What is the benefit of this? As a result, if you use some of the free VoIP software available to make Internet phone calls, you’ll be completely circumventing the phone company (and its expenses).
The wonderful thing about VoIP is that you can make a call in a variety of ways. Today, there are three distinct “flavours” of VoIP service in widespread use:
- ATA – The most straightforward and usual method is to use an ATA device (analog telephone adaptor). The ATA allows you to use VoIP by connecting a regular phone to your computer or Internet connection. The ATA is a digital-to-analog converter. It converts the analogue signal from your standard phone into digital data that may be transmitted over the Internet. SIPLINK Communications, for example, offers free ATAs as part of their service.

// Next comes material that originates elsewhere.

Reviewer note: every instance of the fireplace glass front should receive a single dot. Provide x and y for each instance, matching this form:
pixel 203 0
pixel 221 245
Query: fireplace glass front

Simply take the ATA out of the package, put the cord from your phone into the ATA instead of the wall socket, and you’re ready to make VoIP calls.
- IP Phones – These specialty phones have a handset, cradle, and buttons, much like regular phones. The IP phones, on the other hand, have an RJ-45 Ethernet connector instead of the typical RJ-11 phone connector. IP phones connect directly to your router and come equipped with all of the required hardware and software to conduct IP calls. Subscribers of Wi-Fi phones can make VoIP calls from any Wi-Fi hotspot.
- Computer-to-computer- This is without a doubt the most straightforward method of using VoIP. Long-distance calls are also free of charge. There are a number of companies that provide free or extremely low-cost software for this sort of VoIP. All you’ll need is the software, as well as a microphone, speakers, a sound card, and an Internet connection, preferably one that’s as fast as a cable or DSL modem. There is normally no payment for computer-to-computer conversations, regardless of distance, except from your regular monthly ISP fee.
Advantages of Using VoIP:
To provide phone service, VoIP technology makes use of the Internet’s packet-switching capabilities. Compared to circuit switching, VoIP provides a number of advantages. In a circuit-switched network, packet switching, for example, allows numerous telephone calls to share the same amount of space as one. That 10-minute phone call we mentioned previously took 10 minutes of transmission time on the PSTN at a rate of 128 Kbps.
That identical call might have taken only 3.5 minutes of transmission time at a cost of 64 Kbps. A leaving another 64 Kbps free for those 3.5 minutes, plus an additional 128 Kbps for the remaining 6.5 minutes. If VoIP had been used. According to this basic calculation, three or four additional calls may readily fit into the area occupied by a single call in the existing system. And this example ignores the use of data compression, which decreases the size of each call even more.
Disadvantages of Using VoIP:
The modern Public Switched Telephone Network (PSTN) is a reliable and nearly bulletproof system for making and receiving phone calls. We’ve all become accustomed to the fact that phones simply function. Computers, e-mail, and other connected technology, on the other hand, are still a little shaky. Let’s face it: when their e-mail goes down for 30 minutes, few people panic. A half-hour of no dial tone, on the other hand, can easily drive folks into a panic. So, whatever inefficiency the PSTN may have, it more than makes up for in dependability. However, the Internet’s network is significantly more complex, and as a result, it operates with a far larger margin of error. All of this adds up to one of VoIP’s key flaws: reliability.